There’s nothing good about [ __________ ]. They don’t [engage in beneficial activities]. All they do is [cause a specific problem]. That’s their sole contribution to mankind.
And that’s why, they have to die.
It’s that simple. You cannot rehabilitate [ __________ ]. You have to kill him, his little friends and the [reproductive capacities of “his” community].
What you need is a quick, easy extermination plan. [One simple step] and you’re done. And here’s the really good part: everybody dies!
And while there is joy in all creatures living in harmony, it’s nothing compared to killing [ __________ ]. Now, that’s a rush.
What would you think filled in the blanks? What would you think of the language? What would it remind you of?
Don't worry; this was just the style of a fire-ant-killer commercial I heard Friday. Still, it bothered me so much that I came home and looked it up to see what the hell was creeping me out.
This commercial is supposed to be funny, but in talking about exterminating fire ants, it relies on language and imagery used throughout history to talk about the extermination of people, as well. Think what you will about my fascination with language and animals-as-stand-ins-for-humans in media, but really, how many pest extermination spots have you heard delve into the intrinsic worthlessness of pests? Annoyance and inconvenience, sure. But no-contribution-to-"mankind?" I don't run across that everyday.
I'm also hearing the commercial in a historical context as well, I suppose. I've talked previously about how media outlets reinforce connections made between people of color, particularly immigrants, and vermin/pests. Late 19th/early 20th century cartoons often portrayed Chinese Americans as living with/eating/making pets of rats and the queues of men of Chinese descent were drawn to look like rats' tails. Another example is the racist comparison of people of Mexican descent to cockroaches. And think about the ways we talk about immigration, in terms of "swarms" and "invasions."

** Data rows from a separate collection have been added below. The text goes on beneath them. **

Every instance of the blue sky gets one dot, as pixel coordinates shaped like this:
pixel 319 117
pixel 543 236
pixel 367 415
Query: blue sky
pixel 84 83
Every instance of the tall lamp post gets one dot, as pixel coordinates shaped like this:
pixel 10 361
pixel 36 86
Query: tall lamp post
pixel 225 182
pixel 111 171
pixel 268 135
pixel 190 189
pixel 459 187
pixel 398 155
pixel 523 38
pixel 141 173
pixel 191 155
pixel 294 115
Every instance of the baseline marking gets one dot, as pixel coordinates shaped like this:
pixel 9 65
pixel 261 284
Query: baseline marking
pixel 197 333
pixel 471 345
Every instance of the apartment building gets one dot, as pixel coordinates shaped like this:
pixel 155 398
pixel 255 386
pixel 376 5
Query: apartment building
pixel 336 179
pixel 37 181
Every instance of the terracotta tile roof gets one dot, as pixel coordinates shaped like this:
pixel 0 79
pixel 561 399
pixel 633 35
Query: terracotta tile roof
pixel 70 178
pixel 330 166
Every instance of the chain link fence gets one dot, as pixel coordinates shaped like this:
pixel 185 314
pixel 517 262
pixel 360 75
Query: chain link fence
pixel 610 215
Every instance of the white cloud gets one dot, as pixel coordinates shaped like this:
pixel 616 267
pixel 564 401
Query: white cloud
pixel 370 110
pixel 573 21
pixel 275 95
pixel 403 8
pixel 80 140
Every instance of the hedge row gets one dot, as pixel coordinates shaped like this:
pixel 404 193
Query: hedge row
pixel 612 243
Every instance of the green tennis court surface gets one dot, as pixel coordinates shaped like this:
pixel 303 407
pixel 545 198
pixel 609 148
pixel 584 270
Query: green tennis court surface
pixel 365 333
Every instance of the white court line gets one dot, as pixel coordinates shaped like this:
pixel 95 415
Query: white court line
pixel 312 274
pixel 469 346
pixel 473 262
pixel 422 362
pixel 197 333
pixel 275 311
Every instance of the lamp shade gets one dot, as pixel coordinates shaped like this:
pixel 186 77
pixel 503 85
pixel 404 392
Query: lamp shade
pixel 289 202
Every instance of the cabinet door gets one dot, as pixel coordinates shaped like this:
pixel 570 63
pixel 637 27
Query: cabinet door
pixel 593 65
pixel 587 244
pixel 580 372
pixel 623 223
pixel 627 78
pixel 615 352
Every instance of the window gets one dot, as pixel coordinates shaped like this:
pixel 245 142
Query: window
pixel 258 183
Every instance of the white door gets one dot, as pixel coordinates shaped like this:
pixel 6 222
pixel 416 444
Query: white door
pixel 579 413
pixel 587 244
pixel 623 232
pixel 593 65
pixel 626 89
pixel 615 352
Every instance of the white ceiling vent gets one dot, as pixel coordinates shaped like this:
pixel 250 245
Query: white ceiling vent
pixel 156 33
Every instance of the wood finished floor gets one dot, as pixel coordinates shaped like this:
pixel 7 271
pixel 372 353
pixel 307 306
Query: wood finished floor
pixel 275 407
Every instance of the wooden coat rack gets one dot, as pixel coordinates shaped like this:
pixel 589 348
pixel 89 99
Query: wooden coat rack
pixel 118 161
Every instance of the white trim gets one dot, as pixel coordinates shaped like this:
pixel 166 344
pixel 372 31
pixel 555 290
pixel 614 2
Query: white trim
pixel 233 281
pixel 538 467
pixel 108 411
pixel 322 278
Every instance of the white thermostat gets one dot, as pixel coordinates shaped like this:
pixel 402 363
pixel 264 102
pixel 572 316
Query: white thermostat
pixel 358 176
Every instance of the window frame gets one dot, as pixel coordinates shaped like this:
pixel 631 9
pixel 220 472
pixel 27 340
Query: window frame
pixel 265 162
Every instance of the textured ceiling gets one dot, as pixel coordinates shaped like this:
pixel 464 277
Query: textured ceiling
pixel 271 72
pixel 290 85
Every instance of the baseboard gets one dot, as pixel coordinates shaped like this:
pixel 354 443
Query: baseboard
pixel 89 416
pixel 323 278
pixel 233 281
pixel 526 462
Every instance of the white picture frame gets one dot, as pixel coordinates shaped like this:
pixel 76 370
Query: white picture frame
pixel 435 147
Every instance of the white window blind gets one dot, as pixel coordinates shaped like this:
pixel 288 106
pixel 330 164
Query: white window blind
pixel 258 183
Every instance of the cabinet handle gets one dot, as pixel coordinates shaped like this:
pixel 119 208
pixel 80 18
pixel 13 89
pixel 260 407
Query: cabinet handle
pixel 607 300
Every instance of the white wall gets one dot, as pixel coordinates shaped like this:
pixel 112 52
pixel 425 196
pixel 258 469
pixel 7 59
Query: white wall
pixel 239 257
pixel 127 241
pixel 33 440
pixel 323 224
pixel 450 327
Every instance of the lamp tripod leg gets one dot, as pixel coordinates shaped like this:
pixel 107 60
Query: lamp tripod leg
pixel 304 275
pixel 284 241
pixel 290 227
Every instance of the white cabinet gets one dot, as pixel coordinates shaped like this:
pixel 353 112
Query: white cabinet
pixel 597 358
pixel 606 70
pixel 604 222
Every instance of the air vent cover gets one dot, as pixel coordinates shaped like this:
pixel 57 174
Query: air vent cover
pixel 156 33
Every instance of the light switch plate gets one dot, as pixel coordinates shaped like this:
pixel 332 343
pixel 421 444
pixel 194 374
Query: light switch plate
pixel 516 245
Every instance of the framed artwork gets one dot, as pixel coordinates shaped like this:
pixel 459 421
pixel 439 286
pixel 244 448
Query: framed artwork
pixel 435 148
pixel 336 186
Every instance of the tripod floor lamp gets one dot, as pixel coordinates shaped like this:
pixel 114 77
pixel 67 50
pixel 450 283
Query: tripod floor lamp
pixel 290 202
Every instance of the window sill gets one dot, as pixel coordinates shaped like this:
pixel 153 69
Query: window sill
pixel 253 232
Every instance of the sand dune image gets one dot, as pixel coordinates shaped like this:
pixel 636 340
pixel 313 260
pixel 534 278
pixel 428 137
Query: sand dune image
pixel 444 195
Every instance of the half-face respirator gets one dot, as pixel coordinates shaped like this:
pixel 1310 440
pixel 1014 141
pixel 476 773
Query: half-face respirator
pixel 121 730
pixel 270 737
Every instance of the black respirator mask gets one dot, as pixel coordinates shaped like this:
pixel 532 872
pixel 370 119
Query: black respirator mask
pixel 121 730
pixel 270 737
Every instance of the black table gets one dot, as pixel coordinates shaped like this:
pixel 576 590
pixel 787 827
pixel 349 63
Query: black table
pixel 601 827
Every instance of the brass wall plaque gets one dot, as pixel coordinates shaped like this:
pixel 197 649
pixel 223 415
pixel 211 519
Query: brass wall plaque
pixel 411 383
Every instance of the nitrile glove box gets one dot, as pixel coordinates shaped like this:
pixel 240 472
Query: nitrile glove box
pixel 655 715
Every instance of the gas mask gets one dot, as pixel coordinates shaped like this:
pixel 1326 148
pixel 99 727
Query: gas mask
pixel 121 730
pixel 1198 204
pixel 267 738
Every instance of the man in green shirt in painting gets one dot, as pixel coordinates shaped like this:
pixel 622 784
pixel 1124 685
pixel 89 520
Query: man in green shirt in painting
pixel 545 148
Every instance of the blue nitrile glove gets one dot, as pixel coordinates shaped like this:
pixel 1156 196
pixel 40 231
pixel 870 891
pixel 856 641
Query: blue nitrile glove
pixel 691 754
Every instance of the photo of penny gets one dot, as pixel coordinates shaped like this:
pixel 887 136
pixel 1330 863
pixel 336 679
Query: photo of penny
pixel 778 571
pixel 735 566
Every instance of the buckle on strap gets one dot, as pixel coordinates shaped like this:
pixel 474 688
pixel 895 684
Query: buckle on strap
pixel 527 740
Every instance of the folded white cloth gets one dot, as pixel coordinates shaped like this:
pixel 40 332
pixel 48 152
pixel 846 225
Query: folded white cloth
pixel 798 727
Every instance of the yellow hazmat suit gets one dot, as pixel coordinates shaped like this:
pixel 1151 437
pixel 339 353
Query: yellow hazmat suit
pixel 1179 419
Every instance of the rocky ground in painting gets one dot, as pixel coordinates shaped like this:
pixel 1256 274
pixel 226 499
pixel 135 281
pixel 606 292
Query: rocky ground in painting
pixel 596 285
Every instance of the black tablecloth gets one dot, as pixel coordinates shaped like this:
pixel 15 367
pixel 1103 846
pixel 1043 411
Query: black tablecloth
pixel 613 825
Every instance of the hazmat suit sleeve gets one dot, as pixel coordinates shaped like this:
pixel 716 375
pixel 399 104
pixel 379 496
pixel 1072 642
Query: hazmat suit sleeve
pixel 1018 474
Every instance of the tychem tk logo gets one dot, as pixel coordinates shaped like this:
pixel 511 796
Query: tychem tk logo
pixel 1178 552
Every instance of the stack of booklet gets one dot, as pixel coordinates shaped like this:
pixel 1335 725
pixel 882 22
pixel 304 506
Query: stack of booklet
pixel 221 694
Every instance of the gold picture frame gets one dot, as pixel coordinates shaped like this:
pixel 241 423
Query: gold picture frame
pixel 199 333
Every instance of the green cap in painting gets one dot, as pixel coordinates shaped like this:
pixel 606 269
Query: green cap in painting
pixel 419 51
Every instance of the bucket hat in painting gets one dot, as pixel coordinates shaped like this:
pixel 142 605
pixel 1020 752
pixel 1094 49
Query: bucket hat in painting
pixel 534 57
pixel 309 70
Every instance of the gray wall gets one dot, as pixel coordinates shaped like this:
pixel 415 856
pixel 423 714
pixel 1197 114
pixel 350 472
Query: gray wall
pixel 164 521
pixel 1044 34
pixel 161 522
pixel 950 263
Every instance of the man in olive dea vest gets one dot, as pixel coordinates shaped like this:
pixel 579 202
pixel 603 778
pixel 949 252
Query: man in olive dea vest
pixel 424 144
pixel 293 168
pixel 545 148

Anyway, you can hear the commercial here.
Below is an actual transcription, with links that help provide context as to what I found so unsettling.
There’s nothing good about fire ants. They don’t pollinate your roses, they don’t make cute little sounds when they rub their legs together. All they do is build a big mound in your yard and bite the hell out of anyone who gets near it. That’s their sole contribution to mankind.
And that’s why, they have to die.
It’s that simple. You cannot rehabilitate a fire ant. You have to kill him, his little red friends and that big fat queen down there making more fire ants.
What you need is Orthene Fire Ant Killer from Ortho. You put one tablespoon of Orthene over the mound and you’re done. You don’t even water it in. The worker ants track it back into the mound. And here’s the really good part: everybody dies, even the queen!
And while there is joy in all creatures living in harmony, it’s nothing compared to killing fire ants. Now, that’s a rush.
Orthene Fire Ant Killer from Ortho. Guaranteed to kick fire ant butt.
Now, do I think the Ortho people are operating from the same place as this turn-of-the-century company?
No. I'm just saying that language matters. Ortho's advertising people might not even be able to pinpoint what made them write the ad in this style, but for me, the cultural influences seemed obvious.